London opened its doors to the world with 6 million visitors to the Great Exhibition of 1851. Using the profits from this event, Queen Victoria’s husband Prince Albert endowed South Kensington its museums and university with the objective to bring arts and science together for the betterment of humanity for 1,000 years.

The Crystal Palace in Hyde Park hosted the Grand International Exhibition of 1851 Image: View from the Knightsbridge Road of The Crystal Palace in Hyde Park for Grand International Exhibition of 1851. Dedicated to the Royal Commissioners., London: Read & Co. Engravers & Printers, 1851.

Such optimism is part of the human spirit and will never be curtailed. Scientists and innovators have faced greater challenges than those that arose in 2016. Through scores of wars, thinkers and doers have found ways to travel, collaborate and push back the boundaries of knowledge.

Dennis Gabor epitomised this mindset. The Hungarian-born Jewish physicist worked in Budapest and Berlin before fleeing Nazi Germany for Imperial College London. There, he invented holography, going on to win the 1971 Nobel Prize in Physics. Europe’s turmoil forced him to move, but his brilliance was not lost to the global community of scholars.

Other scientists, such as Niels Bohr and Albert Einstein, and great entrepreneurs, such as Dame Stephanie (Steve) Shirley took similar, perilous journeys, maintaining their internationalism as their discoveries and efforts reshaped our world.

It is this spirit that got samizdat literature - secretly published by dissidents - into and out of the Soviet Union.

It is also the sentiment that drove two Syrian refugees in Berlin to found a start-up, Bureaucrazy, that is helping others navigate German bureaucracy in housing, healthcare and banking. Whether you’re a German speaker or not, complex concepts such as Mietschuldenfreiheitsbescheinigung (proof that you owe no rent from past housing) show why it is taking off.

Cities and regions such as the Bay Area in California tend to be safe harbours for migrants, particularly those that pride themselves in and safeguard multiculturalism. Where would the mighty US technology industry be if it were not for immigrants? Elon Musk is a South African-born, Canadian-American. Steve Jobs’ biological father was Syrian. Sergey Brin was born in Moscow. The Kauffman Foundation makes the point that more than 40% of Fortune 500 companies were founded by immigrants or their children and over 50% of US ‘unicorn’ start-ups (valued at over $1 billion) are founded by at least one immigrant.

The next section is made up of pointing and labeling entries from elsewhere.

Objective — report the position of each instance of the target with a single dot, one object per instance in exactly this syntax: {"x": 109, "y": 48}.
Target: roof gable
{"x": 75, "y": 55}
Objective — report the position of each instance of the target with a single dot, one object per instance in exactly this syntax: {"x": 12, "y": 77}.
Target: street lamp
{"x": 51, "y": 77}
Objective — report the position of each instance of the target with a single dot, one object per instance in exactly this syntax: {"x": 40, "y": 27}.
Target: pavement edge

By these standards, Brexit and Trump are just noise surrounding the march of international progress. Any new wall, real or imagined, will not stop Texan and Mexican scientists from making new discoveries and breakthroughs together. And, as in Berlin, walls can be torn down.

The role of cities and universities as oases in the present political turmoil is one of the ideas we are exploring at Imperial College London and the Global Federation of Competitiveness Councils’ Global Innovation Summit. We will be debating how cities can continue to be innovative, competitive and sustainable and by becoming more, not less, international in their connections to science hubs and business networks around the world.

Like all truly leading cities, London and its universities are open to business and science. As in the past, such openness will remain the key to future prosperity.